Born and raised in Guam, Peter's childhood was enveloped in a world of cars. His father, a retired mechanic, was running an auto shop from their house, and even after school Peter would hang out at car part stores waiting for his father. Needless to say Peter learned how to wrench and recalls doing plenty of timing belt jobs since it paid the most. It wasn't until '00 where he was invited to hang out at a car shop called Guaranteed Auto. The group was made up of people from different cliques, and despite all the rivalry taking place on the island, everyone at the shop kept the peace. The next year Peter would test the waters in the world of customization with his Mazda MX-3 with basic bolt-ons, a paint job, sound system and interior upgrades. Things got serious when he picked up an '00 Civic Si. "I raced all my cars at the drag strip and at the time I swore by being naturally aspirated. But I kept losing no matter what parts I threw at it, so I upgraded to an Evo VIII. Once you go boost, you never go back." Being in the Navy, Peter was eventually assigned to Japan and he decided to let go of his beloved Evo. Eventually, driving a Skyline on the streets of Tokyo managed to dry his tears.

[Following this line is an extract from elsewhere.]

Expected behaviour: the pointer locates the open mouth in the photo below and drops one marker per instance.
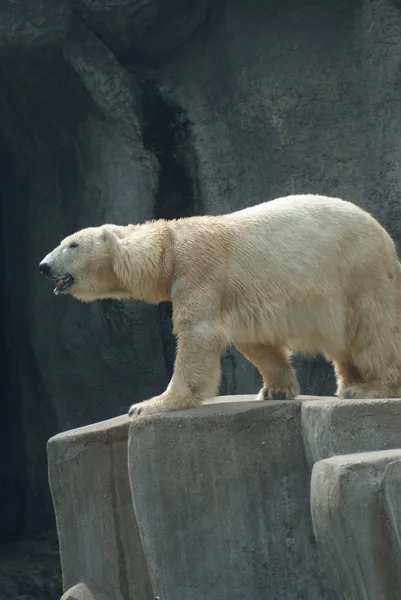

Peter owned a few R32s before settling on this one. "The two previous Skylines I had were gray and there were a ton of gray R32s rolling around Atsugi so when I came across the black one, I was sold. It had no rust, it was clean and a good foundation to build on." The car came with the N1 turbos and 17-inch Nismo LMGT4 wheels, but Peter knew he had the potential to make it even better. Upon closer inspection Skyline nerds will spot the extremely rare N1 trim aesthetics such as the front bumper, lightweight headlights and trunk lip. Under the hood the N1 turbo was ditched for a more potent JP turbo and tuned by the guys at STF Tuning.
"I brought my car to the first ever Fresh Tokyo meet in Odaiba and from there I was inspired to do more to my car." The finished product is what you see and the 500-plus horsepower that's powering the car. Currently Peter is back Stateside and he didn't have to let go of his Skyline the way he did his Evo. Instead, he brought it back with him and is now playing with the idea of selling imported cars from Japan. Seeing a Skyline on the streets on this side of the world won't be as uncommon as it once was, but few will be as dope as Peter's.